2018-05-25 07:13:32 | ポップス

大和田俊之『アメリカ音楽史 ミンストレル・ショウ、ブルースからヒップホップまで』(講談社選書メチエ、2011年)を読む。

本書で対象とする音楽は幅広く、最初は散漫な印象を受ける。しかし読んでいくうちに、ミンストレル・ショウ、ジャズ、R&B、ロック、ヒップホップなど、そのいずれにおいても、その時点から過去に向けられた黒人と白人双方の欲望が交錯する領域に形成されたのだとする大きな視線があることがわかってくる。それが「偽装」というふるまいによってあらわれてくるというわけである。

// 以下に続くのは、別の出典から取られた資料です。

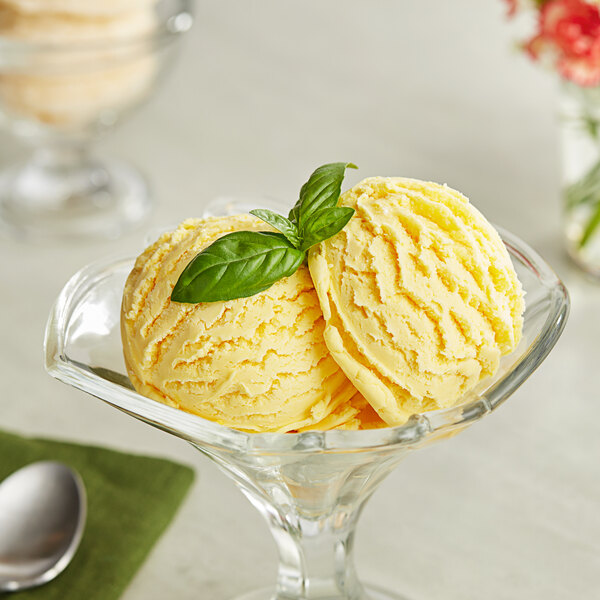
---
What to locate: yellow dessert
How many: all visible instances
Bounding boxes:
[121,216,382,432]
[0,4,156,126]
[309,177,524,425]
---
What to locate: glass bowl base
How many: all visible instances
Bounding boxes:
[0,160,152,239]
[232,585,409,600]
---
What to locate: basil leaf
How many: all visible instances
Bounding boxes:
[171,231,306,303]
[579,202,600,248]
[300,206,354,250]
[250,208,300,248]
[288,163,357,230]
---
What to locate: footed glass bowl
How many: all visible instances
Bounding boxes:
[45,227,569,600]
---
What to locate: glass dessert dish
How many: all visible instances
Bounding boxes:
[0,0,192,238]
[45,227,569,600]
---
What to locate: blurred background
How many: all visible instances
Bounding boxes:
[0,0,600,600]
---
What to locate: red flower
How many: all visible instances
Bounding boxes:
[526,0,600,86]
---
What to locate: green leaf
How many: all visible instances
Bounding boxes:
[288,163,357,230]
[171,231,306,303]
[250,208,300,248]
[300,206,354,250]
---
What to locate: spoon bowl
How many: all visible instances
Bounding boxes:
[0,461,86,593]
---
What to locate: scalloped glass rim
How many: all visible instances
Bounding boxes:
[44,228,569,454]
[0,0,194,59]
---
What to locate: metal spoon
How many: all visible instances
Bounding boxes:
[0,461,86,593]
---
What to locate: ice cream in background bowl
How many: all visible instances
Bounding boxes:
[45,168,569,600]
[0,0,192,239]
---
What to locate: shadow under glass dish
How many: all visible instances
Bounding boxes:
[0,0,192,239]
[45,226,569,600]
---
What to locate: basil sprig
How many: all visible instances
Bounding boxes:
[171,163,356,304]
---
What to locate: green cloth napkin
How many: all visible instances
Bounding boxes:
[0,432,194,600]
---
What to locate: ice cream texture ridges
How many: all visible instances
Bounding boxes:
[121,215,382,432]
[309,177,524,426]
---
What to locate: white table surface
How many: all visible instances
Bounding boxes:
[0,0,600,600]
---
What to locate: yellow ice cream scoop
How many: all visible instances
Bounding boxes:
[309,177,524,425]
[121,216,381,432]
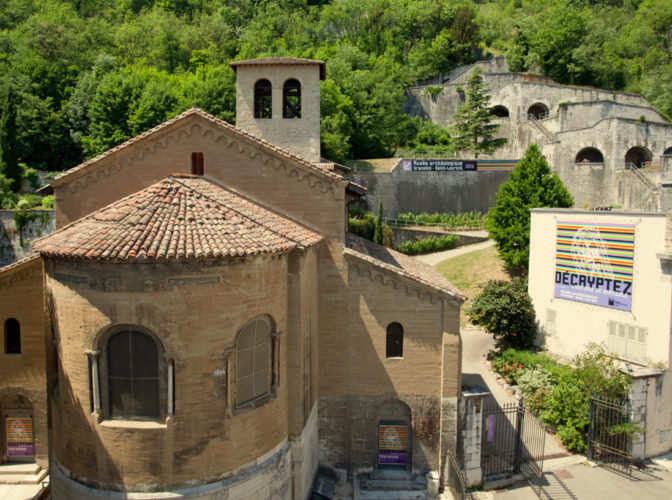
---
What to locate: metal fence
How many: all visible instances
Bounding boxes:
[445,450,472,500]
[588,395,636,475]
[481,401,546,497]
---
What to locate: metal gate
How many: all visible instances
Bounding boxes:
[481,400,546,497]
[588,394,634,475]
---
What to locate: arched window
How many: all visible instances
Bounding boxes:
[282,78,301,118]
[106,326,161,418]
[574,148,604,163]
[527,102,548,120]
[490,104,509,118]
[385,323,404,358]
[625,146,653,168]
[5,318,21,354]
[254,80,273,118]
[236,317,272,406]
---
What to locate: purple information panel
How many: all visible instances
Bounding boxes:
[378,425,408,465]
[555,221,635,311]
[5,418,35,457]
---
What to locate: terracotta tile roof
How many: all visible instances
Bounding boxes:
[50,108,343,186]
[229,57,326,80]
[0,253,40,277]
[33,174,322,261]
[344,233,467,302]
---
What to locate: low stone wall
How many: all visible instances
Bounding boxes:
[392,227,488,248]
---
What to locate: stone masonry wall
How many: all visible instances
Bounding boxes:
[0,258,52,468]
[0,210,54,267]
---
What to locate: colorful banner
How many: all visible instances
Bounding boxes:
[555,221,635,311]
[378,425,408,465]
[478,160,520,172]
[5,417,35,457]
[401,160,518,172]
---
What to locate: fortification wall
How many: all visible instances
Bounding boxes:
[352,165,509,218]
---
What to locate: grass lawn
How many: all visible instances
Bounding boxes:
[436,247,511,327]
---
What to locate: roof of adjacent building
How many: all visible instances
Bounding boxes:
[0,252,40,278]
[49,107,344,186]
[229,57,326,80]
[344,233,466,302]
[33,174,322,262]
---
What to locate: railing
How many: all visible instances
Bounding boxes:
[445,450,472,500]
[527,113,560,142]
[623,161,658,193]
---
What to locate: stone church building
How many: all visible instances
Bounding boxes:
[0,58,464,499]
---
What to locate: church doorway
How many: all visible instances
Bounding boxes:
[0,394,35,463]
[375,400,412,471]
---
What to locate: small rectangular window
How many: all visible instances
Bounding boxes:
[191,153,203,175]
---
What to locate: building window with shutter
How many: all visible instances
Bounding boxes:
[282,78,301,118]
[385,322,404,358]
[254,80,273,118]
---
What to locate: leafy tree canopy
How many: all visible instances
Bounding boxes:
[486,143,574,273]
[453,66,507,157]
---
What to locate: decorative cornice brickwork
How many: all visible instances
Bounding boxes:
[51,109,347,198]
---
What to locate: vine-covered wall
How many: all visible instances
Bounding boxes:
[0,210,54,267]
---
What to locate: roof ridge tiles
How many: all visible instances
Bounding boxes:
[50,107,344,186]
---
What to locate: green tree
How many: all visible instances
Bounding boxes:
[0,84,23,192]
[453,66,507,158]
[486,143,574,273]
[468,278,537,348]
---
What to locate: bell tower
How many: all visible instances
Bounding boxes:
[230,57,325,162]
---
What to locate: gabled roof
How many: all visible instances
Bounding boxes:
[49,108,343,186]
[0,252,40,278]
[229,57,326,80]
[343,233,467,302]
[33,174,322,262]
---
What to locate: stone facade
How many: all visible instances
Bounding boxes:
[0,58,463,499]
[405,58,672,209]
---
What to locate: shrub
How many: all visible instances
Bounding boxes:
[397,234,460,255]
[467,278,537,347]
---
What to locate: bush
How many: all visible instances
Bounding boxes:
[397,234,460,255]
[467,278,537,347]
[397,211,485,229]
[492,344,640,453]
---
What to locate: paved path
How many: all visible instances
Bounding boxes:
[415,239,495,266]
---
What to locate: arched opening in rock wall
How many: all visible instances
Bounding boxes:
[527,102,548,120]
[625,146,653,168]
[574,148,604,163]
[490,104,509,118]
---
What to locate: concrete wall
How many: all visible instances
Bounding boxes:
[528,209,672,366]
[0,210,54,267]
[0,258,52,468]
[236,64,320,162]
[352,164,509,218]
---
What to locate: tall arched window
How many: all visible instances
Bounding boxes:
[5,318,21,354]
[107,327,161,418]
[254,80,273,118]
[236,317,272,406]
[282,78,301,118]
[385,322,404,358]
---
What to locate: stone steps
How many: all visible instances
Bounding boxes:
[353,471,427,500]
[0,464,49,484]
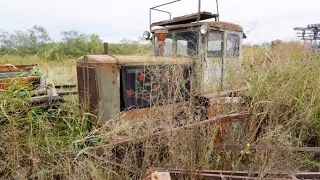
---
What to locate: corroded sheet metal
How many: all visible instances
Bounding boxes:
[121,65,192,110]
[97,64,120,124]
[0,76,40,90]
[152,21,243,32]
[77,55,193,65]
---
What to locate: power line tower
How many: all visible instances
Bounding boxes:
[294,24,320,46]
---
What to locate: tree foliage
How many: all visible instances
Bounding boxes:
[0,25,151,60]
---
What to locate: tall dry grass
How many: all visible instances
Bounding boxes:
[0,43,320,179]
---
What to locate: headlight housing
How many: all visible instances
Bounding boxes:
[143,31,150,40]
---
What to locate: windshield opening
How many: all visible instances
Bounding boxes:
[154,29,199,57]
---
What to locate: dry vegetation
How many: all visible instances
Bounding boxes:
[0,43,320,179]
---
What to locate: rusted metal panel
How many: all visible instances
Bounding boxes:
[151,12,219,27]
[152,21,243,33]
[0,76,41,90]
[84,113,250,151]
[77,66,99,115]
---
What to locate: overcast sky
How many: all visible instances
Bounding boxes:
[0,0,320,43]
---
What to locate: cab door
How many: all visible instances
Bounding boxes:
[202,30,225,93]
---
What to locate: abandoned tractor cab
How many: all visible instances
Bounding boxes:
[77,0,244,129]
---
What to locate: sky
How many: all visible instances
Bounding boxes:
[0,0,320,44]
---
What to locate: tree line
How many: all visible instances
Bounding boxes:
[0,25,152,60]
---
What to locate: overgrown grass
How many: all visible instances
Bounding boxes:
[0,43,320,179]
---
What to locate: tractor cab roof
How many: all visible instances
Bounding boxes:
[151,12,243,32]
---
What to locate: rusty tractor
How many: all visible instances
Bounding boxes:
[77,0,244,128]
[0,64,77,109]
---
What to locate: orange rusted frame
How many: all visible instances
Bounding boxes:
[0,76,40,90]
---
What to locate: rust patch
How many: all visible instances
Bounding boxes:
[0,76,40,90]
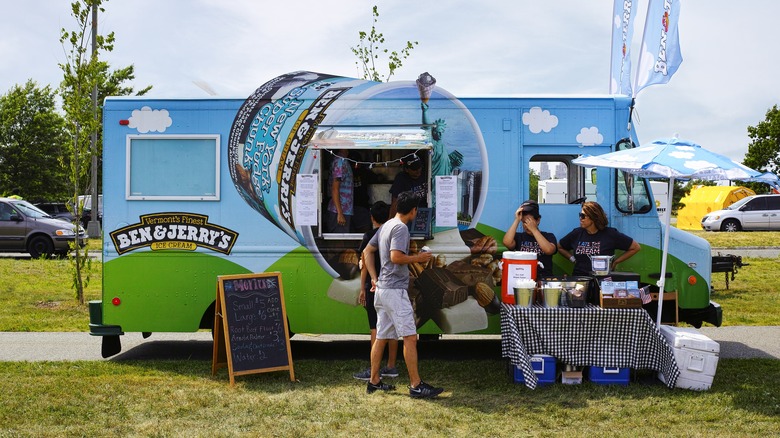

その視線の中にアフロ・フーチャリズムも入っており、面白い。つまり、サン・ラなど黒人音楽家たちは、SF的想像力によって「惑星的他者」を偽装し、自らのアイデンティティを再確認したということである。ここにもオクテイヴィア・バトラーの名前が登場してくるのだが、そうなれば、ニコール・ミッチェルの活動もその文脈で捉えられる。

一方、ジャズのモード奏法こそが歴史的な断絶であり西洋からの解放だとする論旨には、ちょっと納得しにくいところがあった。